Proposed design likely to be as controversial as the gallery's intent to expand to a new site
vag_at_night
Here is a rendering of the proposed Vancouver Art Gallery at night

The Vancouver Art Gallery (VAG) on September 29 unveiled its concept design for a 310,000-square-foot, $350 million wooden building on the southern two-thirds of the block bounded by Cambie, Dunsmuir, Beatty and Georgia streets.

The design from Swiss architecture firm Herzog & de Meuron and local partners Perkins + Will is potentially controversial given the prime location for the proposed new gallery and its stacked-block appearance, complete with a ground-level courtyard and a 350-seat auditorium.

Even VAG’s intention to spend hundreds of millions of dollars to build a new building on the site known as Larwill Park has been controversial since the process started in 2004.


The new building would feature 85,000 square feet of exhibition space, which would be more than a doubling of VAG's current size in the former courthouse overlooking Robson Square.

Critics such as Urban Futures Institute senior adviser David Baxter and real estate marketer and globally renowned avid art collector Bob Rennie have urged the VAG to spend its capital on art, not a new building.

They argue that generating the capital needed to build the gallery will divert philanthropic and government money needed for other community projects or arts organizations such as the Vancouver Opera. 

Worse, Rennie said September 29 that he fears that the attempt to raise the money will be a flop because there will be no large leadership gifts.

“If this fails, it is a huge black mark on philanthropy to Vancouver,”   he said. 

So far, the VAG trustees have only raised $73 million: $50 million from a previous B.C. government headed by Gordon Campbell and $23 million announced September 23 from the 20-member VAG board.


VAG director Kathleen Bartels had told Business in Vancouver in 2013 that the proposed new gallery also had $40 million in private pledges. Both she and VAG board chair Bruce Munro Wright continue to expect a substantial amount of private philanthropy to convince governments to ante up a further $150 million.

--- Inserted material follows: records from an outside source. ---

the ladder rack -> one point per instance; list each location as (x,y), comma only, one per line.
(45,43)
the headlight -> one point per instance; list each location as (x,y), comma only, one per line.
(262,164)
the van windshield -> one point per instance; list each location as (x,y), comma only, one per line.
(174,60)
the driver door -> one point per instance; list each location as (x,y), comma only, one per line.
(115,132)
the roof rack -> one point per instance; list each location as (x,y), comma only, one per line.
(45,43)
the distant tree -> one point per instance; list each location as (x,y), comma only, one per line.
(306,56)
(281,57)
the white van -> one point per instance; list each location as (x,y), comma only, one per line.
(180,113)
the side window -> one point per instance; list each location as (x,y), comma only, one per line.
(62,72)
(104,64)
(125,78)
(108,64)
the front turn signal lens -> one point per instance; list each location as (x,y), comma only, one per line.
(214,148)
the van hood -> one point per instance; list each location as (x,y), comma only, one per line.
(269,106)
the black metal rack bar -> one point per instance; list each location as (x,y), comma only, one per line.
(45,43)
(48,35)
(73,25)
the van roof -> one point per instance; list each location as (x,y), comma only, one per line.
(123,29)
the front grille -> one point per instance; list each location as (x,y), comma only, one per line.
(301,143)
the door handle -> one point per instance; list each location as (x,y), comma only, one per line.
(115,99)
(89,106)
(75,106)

The $23 million contribution from the VAG board includes at least $100,000 from each of the 20 VAG trustees, VAG board chair Munro Wright told BIV following the gallery's announcement of its new design.


The federal and provincial governments have not yet come through with more money, Munro Wright said, because the VAG board has not yet asked them – an assertion that Rennie said he found hard to believe.

Rennie said following the VAG's announcement that an ideal solution would be for the city to sell the Larwill Park site and give the money to the VAG to use to build a cheaper gallery under the front lawn of the current gallery site. 

“That’s what the Louvre did [in Paris,]” Rennie said. “They took an open plaza and went underground.”

Vancouver city council voted two years ago to give the VAG a long-term lease on two-thirds of the Larwill Park site. The remainder of the block is expected to be sold and developed with an office tower.

Conditions, which have not been met, included that the VAG raise $100-million from the federal government and $50-million from the provincial government. That is in addition to $50 million from the provincial government that the VAG has already raised and the donation of the site by the city.

Council gave the VAG an April 30 deadline to raise that cash but has so far allowed the VAG to have an unofficial extention.

Mayor Gregor Robertson and the city's ruling Vision Vancouver party has supported the concept of a new gallery as does the opposition Non-Partisan Association, which campaigned on a promise to allow the VAG to use the entire city-owned Larwill Park site.